As noted in the Introductory Comment to this Chapter, § 1983 liability of a local governing body lies only when "action pursuant to official municipal policy of some nature caused a constitutional tort," and not on the basis of respondeat superior. Monell v. Dep't of Soc. Servs. of N.Y., 436 U.S. 658, 691 (1978); see also Bd. of County Comm’rs of Bryan County, Okla. v. Brown, 520 U.S. 397, 403 (1997).
Such Monell liability may attach based on a policy of inaction that demonstrates deliberate indifference to constitutional rights: ‘[A] local governmental body may be liable if it has a policy of inaction and such inaction amounts to a failure to protect constitutional rights.’ Oviatt v.
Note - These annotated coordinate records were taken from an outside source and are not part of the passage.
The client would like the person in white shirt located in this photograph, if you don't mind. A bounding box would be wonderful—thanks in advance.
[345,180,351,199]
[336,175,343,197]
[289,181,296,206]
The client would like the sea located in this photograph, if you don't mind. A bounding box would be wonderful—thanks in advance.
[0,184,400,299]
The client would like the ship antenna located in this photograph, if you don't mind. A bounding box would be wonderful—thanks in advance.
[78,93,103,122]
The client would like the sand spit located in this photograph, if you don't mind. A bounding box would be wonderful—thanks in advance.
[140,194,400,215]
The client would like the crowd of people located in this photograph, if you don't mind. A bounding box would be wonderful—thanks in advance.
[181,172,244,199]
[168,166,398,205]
Pearce, 954 F.2d 1470, 1474 (9th Cir.1992), citing City of Canton v. Harris, 489 U.S. 378, 388 (1989). The policy of inaction must be a conscious or deliberate choice among various alternatives. Berry v. Baca, 379 F.3d 764, 767 (9th Cir.2004).
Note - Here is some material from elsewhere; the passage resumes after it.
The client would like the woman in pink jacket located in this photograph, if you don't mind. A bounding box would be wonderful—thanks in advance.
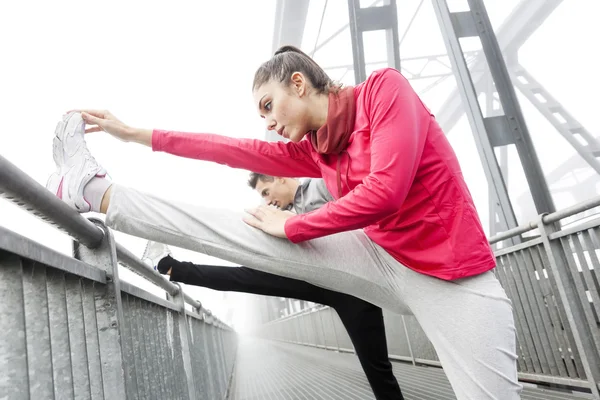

In order to impose liability based on a policy of deliberate inaction, the "plaintiff must establish: (1) that he possessed a constitutional right of which he was deprived; (2) that the municipality had a policy; (3) that this policy ‘amounts to deliberate indifference’ to the plaintiff’s constitutional right; and (4) that the policy [was] the ‘moving force behind the constitutional violation." Oviatt, 954 F.2d at 1474 (quoting City of Canton, 489 U.S. at 389–91).
Berry, 379 F.3d at 767.
[A] violation of federal rights may be a highly predictable consequence of a failure to equip law enforcement officers with specific tools to handle recurring situations. The likelihood that the situation will recur and the predictability that an officer lacking specific tools to handle that situation will violate citizens’ rights could justify a finding that policymakers’ decision not to train the officer reflected "deliberate indifference" to the obvious consequence of the policymakers’ choice--namely, a violation of a specific constitutional or statutory right. The high degree of predictability may also support an inference of causation--that the municipality’s indifference led directly to the very consequence that was so predictable. (citations omitted).
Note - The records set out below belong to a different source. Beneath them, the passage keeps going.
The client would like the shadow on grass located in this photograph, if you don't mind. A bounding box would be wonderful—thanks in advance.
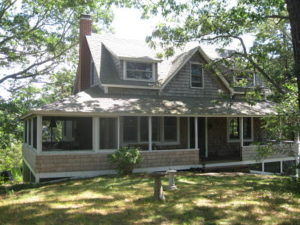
[0,173,300,225]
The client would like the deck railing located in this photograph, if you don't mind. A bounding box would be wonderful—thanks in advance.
[242,143,298,161]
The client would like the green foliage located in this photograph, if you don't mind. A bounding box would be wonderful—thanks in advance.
[108,147,143,175]
[139,0,297,100]
[0,0,117,87]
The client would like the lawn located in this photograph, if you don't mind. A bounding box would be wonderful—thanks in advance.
[0,172,300,225]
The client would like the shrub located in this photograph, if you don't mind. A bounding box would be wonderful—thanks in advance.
[108,147,143,175]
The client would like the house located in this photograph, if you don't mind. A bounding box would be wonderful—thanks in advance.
[23,16,295,182]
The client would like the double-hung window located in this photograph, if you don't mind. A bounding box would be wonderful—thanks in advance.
[124,61,155,81]
[90,60,97,86]
[123,116,179,143]
[227,117,253,142]
[191,63,204,88]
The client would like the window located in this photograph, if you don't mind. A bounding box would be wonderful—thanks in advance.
[140,116,149,142]
[191,63,203,88]
[243,117,252,140]
[140,116,161,142]
[33,117,37,148]
[123,116,179,143]
[227,117,253,141]
[124,61,154,81]
[42,116,92,151]
[123,116,138,142]
[229,117,240,140]
[28,119,32,145]
[90,60,97,86]
[99,118,118,149]
[152,117,161,142]
[164,117,177,142]
[24,120,28,143]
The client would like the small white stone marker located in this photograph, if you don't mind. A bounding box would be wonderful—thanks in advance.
[167,170,177,190]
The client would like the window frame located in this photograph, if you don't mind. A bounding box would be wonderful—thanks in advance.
[226,117,254,143]
[123,60,156,82]
[122,116,180,145]
[97,116,119,152]
[190,62,204,89]
[90,59,97,87]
Johnson v. Hawe, 388 F.3d 676, 686 (9th Cir.2004), cert. denied, 544 U.S. 1048 (2005). See also Ting v. United States, 927 F.2d 1504, 1512 (9th Cir.1991) (plaintiff’s showing that better or more training could have averted harm insufficient to show deliberate indifference); Merritt v. County of Los Angeles, 875 F.2d 765, 769-70 (9th Cir.1989) (single incident of errant behavior insufficient to establish policy of inadequate training); Redman v. County of San Diego, 942 F.2d 1435, 1442 (9th Cir.1991), cert. denied, 502 U.S. 1074 (1992) (deliberate indifference does not require express intent to harm).
In Oviatt v. Pearce, the Ninth Circuit approved as "closely track[ing] the language in City of Canton" the trial court’s jury instruction on causation that "in order for [the policy of inaction] to be the cause of injury, you must find that it is so closely related as to be the moving force causing the ultimate injury." 954 F.2d at 1481.